Basking in the Intergalactic Rays

Every second, we are bombarded by about sextillion photons of light per second. While most of these come from our own Sun, part of it actually comes from galaxies beyond the Milky Way.

Professor Simon Driver, an astrophysicist from the International Centre for Radio Astronomy Research (ICRAR) together with his collaborators from Arizona State University and Cardiff University, has accurately measured the light hitting the Earth from outside our galaxy over a very broad wavelength range using data from several high-profile telescopes and observatories.
According to ICRAR, at any given moment, about 10 billion intergalactic photons finds its way onto our skinYes, right now you are actually getting your sun tan while basking in the rays from stars outside, no matter if it's day or night. 

ICRAR/Dan Hutton

"Most of the photons of light hitting us originate from the Sun, whether directly, scattered by the sky, or reflected off dust in the Solar System," said Driver.

"However, we're also bathed in radiation from beyond our galaxy, called the extragalactic background light.

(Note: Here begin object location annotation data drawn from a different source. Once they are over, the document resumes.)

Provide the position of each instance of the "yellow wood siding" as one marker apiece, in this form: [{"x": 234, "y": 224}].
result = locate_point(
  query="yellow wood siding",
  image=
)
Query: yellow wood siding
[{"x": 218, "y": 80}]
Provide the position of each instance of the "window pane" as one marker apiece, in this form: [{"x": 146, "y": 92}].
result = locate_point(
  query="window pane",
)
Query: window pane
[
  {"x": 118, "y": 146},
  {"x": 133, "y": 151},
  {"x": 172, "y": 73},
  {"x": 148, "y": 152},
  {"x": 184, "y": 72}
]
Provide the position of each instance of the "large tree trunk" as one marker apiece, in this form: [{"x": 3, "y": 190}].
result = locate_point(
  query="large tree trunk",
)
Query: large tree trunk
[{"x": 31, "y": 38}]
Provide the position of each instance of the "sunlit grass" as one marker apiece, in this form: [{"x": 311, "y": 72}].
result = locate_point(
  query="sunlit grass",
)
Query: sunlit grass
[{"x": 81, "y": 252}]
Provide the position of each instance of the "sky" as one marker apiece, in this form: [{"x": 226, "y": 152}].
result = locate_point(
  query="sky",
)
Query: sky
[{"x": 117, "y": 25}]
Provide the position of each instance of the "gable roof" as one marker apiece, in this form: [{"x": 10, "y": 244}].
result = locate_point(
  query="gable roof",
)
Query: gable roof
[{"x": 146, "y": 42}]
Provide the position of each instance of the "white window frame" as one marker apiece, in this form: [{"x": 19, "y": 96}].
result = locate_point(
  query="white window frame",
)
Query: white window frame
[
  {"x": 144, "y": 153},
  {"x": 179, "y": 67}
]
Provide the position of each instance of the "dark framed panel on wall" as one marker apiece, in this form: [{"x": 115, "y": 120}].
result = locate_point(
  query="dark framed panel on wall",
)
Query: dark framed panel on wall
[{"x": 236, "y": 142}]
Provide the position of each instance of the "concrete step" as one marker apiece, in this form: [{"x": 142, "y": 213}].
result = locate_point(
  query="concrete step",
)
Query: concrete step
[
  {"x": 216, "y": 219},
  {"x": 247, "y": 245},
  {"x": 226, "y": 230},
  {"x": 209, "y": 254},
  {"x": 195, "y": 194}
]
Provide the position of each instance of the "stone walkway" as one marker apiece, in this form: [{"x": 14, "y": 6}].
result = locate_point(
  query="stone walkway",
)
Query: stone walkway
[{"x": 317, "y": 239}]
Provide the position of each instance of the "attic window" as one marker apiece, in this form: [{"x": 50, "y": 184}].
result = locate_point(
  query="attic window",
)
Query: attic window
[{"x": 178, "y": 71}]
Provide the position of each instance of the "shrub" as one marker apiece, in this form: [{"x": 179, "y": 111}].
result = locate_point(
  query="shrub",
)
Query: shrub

These photons are minted in the cores of stars in distant galaxies, and from matter as it spirals into supermassive black holes."

Not as Harmful As You Think

If this amount of intergalactic rays makes you want to reach for your hat and SPF lotion, worry no more. It would actually take trillions of years before this amount of light causes any long-lasting damage as the built-in photon protection of dust clouds throughout the universe converts the photons' energy into less damaging wavelengths.

"The galaxies themselves provide us with a natural suntan lotion with an SPF of about two," said team member, Rogier Windhorst, from Arizona State University.

Though knowing how much of your sun tan comes from galaxies beyond the Milky Way is pretty cool in itself, this is only a step towards the team’s overall mission: to understand how the universe’s energy, mass, and structure have evolved.

"The precise physics as to how this energy is released is still not fully understood and work continues to build numerical models capable of explaining the energy that we've now measured," Driver said.